Low income is an independent correlate of the most common DSM-IV mental disorders in a working-age population. The association between income and poorer mental health is independent of educational level and occupational position, but partly accounted for by reception of social benefit.

Supplementary Data

Supplementary Data are available at Eurpub online.


This work was supported by the Academy of Finland (project no 123621 to L.P.-R.) and the University of Helsinki Research Funds (project no 490017 to L.P.-R.). M.K. is supported by the Academy of Finland, the Bupa Foundation, UK, and the National Institutes of Health/National Heart, Lung and Blood Institute (R01HL036310) and the National Institute on Aging (R01AG034454), US.

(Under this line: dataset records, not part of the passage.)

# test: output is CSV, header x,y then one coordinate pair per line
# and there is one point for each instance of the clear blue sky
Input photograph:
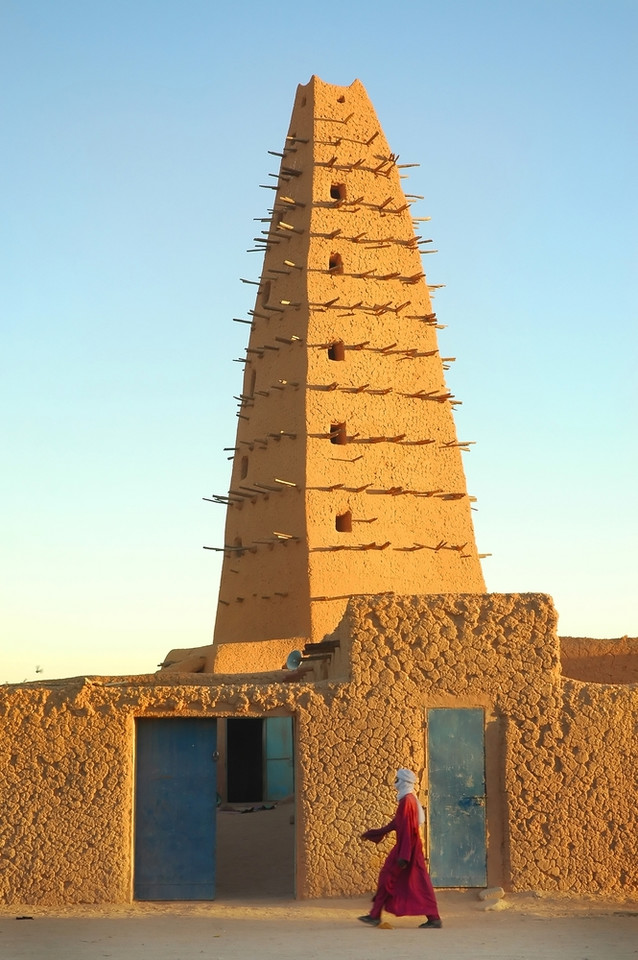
x,y
135,139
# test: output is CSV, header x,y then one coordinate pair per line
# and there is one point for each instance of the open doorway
x,y
256,811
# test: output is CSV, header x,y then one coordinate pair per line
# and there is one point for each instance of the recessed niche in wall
x,y
337,350
338,433
343,522
335,263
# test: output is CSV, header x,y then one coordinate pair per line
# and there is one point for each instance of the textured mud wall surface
x,y
562,784
66,795
346,441
600,661
560,754
66,778
572,789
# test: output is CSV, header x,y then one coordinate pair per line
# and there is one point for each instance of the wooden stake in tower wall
x,y
347,476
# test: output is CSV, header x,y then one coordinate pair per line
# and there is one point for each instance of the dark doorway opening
x,y
244,760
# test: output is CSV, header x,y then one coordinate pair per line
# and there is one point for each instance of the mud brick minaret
x,y
347,476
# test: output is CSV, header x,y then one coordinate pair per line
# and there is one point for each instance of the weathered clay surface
x,y
561,782
343,333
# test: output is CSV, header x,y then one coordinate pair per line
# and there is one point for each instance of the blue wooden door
x,y
279,776
456,797
175,809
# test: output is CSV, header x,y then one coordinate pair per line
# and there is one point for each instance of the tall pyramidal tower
x,y
347,476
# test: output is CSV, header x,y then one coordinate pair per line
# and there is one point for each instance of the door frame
x,y
496,806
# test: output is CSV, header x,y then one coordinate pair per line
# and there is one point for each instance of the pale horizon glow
x,y
136,137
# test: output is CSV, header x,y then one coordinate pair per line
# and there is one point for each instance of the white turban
x,y
405,783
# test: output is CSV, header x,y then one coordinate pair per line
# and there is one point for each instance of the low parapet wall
x,y
600,661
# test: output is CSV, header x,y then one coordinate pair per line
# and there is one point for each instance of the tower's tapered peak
x,y
347,476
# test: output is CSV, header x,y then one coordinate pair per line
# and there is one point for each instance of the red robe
x,y
404,891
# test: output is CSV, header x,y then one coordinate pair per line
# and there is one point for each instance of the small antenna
x,y
294,660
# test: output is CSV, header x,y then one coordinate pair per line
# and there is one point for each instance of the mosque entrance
x,y
456,797
256,811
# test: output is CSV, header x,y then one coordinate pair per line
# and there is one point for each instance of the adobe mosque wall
x,y
345,447
560,753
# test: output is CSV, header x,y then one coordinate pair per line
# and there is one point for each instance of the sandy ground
x,y
530,929
256,916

Conflicts of Interests: None declared.

Key points

  • When examining several indicators of SEP at the same time, income remains the only correlate of mental disorders and their comorbidity in Finland.

  • Education and occupation had no or weak association with mental health after income is taken into account.

  • From a public health perspective, income inequalities are relevant when considering mental health. Those who live below the relative poverty limit are risk groups for mental health problems.